Introduction to Life Before Birth
David Chamberlain, Ph.D
Through many windows of observation, we can now see–for the first time in human history–what is actually happening in the womb. There is good news and bad news. We can no longer think that the placenta can protect the prenate from anything bad going on in the mother’s body, or that the mother’s body can protect the prenate from bad things going on in her world. Mother and baby face together the perils of air, water, and earth compromised by the toxic residues of modern chemistry and physics. Parents are perhaps the last ones to learn (and their children the first ones to suffer) these tragic realities of modern life.
Pollution has many sources, beginning with the physical environment surrounding the mother and father. Numerous chemicals loose in the environment reach them where they work or find them in the garage or in cleaning supplies in the kitchen. Solvents, metals, pesticides, preservatives, fumes, and various forms of radiation are capable of interfering with reproduction. Chemical pollution also reaches us in the medical system through prescribed drugs which may put the well-being of the prenate at risk. Some medicines, like aspirin are hazardous at birth, as are some powerful anesthetics. Not long ago, an antibacterial soap used widely in hospitals and dispensed in public areas was discovered–after years of use–to be neurotoxic.
Parents, too, can be a source of contamination and injury to the unborn baby as a consequence of their personal habits and lifestyle choices. Drugs thought to be harmless to adults can be harmful to babies because they are not able to handle these chemicals in adult doses. Nicotine, caffein, and aspirin, substances ubiquitous in adult life, can affect the course of growth and development of babies. The damaging effects of alcohol have been known for centuries and the most recent research (2005) warns that no level of alcohol in the pregnant mother is safe. Not so well known, and perhaps not yet even tested, are the toxic effects of experimental “street drugs” which damage parents as well as babies. All these discoveries are revealing the profound importance of very early parenting, beginning, not at the time of birth, but even before the time of conception when it is still possible to avoid a host of serious problems.

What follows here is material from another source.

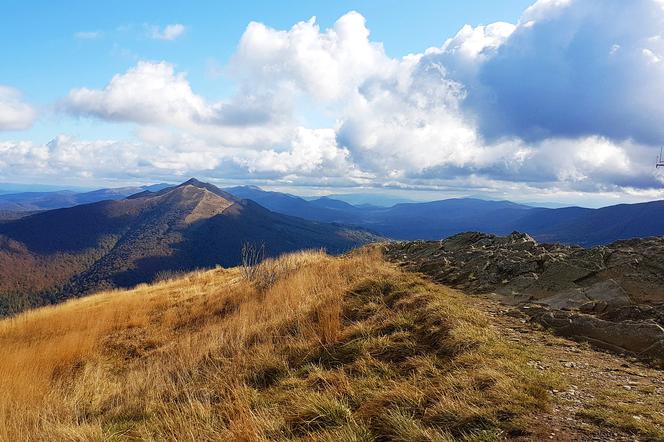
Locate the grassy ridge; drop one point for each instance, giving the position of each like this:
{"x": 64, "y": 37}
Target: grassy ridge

An additional reason for parents to begin active parenting at conception is the discovery that babies in the womb are also developing more rapidly than previously thought possible. From the second month of pregnancy, experiments and observations reveal an active prenate with a rapidly developing sensory system permitting exquisite sensitivity and responsiveness. Long before the development of advanced brain structures, prenates are seen interacting with each other and learning from experience. They seem especially interested in the larger environment provided by mother and father, and react to individual voices, stories, music, and even simple interaction games with parents. The quality of the uterine environment is determined principally by parents.
The opportunities for parents to form a relationship with the baby in the womb are significant and remarkable. This contrasts sharply with the previous view that prenates did not have the capacity to interact, remember, learn, or put meaning to their experiences. Only a decade ago, doctors typically told pregnant mothers and fathers that talking to a baby in the womb was useless and unrealistic. Now there is mounting evidence for memory and learning in utero and for precocious communication before the stage of language. These abilities of unborn babies underlie the successes reported in a series of scientific experiments with prenatal stimulation and bonding. They are also a basis for the personal stories occasionally shared by children and adults about their experiences before birth.
David B. Chamberlain is a California psychologist born in Connecticut in 1928 and educated at Randolph-Macon College, Washington State University, and Boston University. His curiosity about the capacity of prenates and newborns was stimulated by clients having vivid early recall during hypnotherapy beginning in 1974. This inspired a continuing clinical and scholarly effort leading to over fifty publications including the popular book, The Mind of Your Newborn Baby (3rd edition, 1998), currently available in twelve languages. David assisted in organizing the First International Congress on Pre- and Perinatal Psychology held in Toronto, Canada and personally chaired the second congress held in San Diego, California in 1985. From 1991 to 1999 he served as President of the Association for Pre- and Perinatal Psychology and Health (APPPAH). Currently he also serves on the editorial board of the Journal of Prenatal and Perinatal Psychology and Health, and is Founding Editor of birthpsychology.com, the APPPAH gateway on the Internet.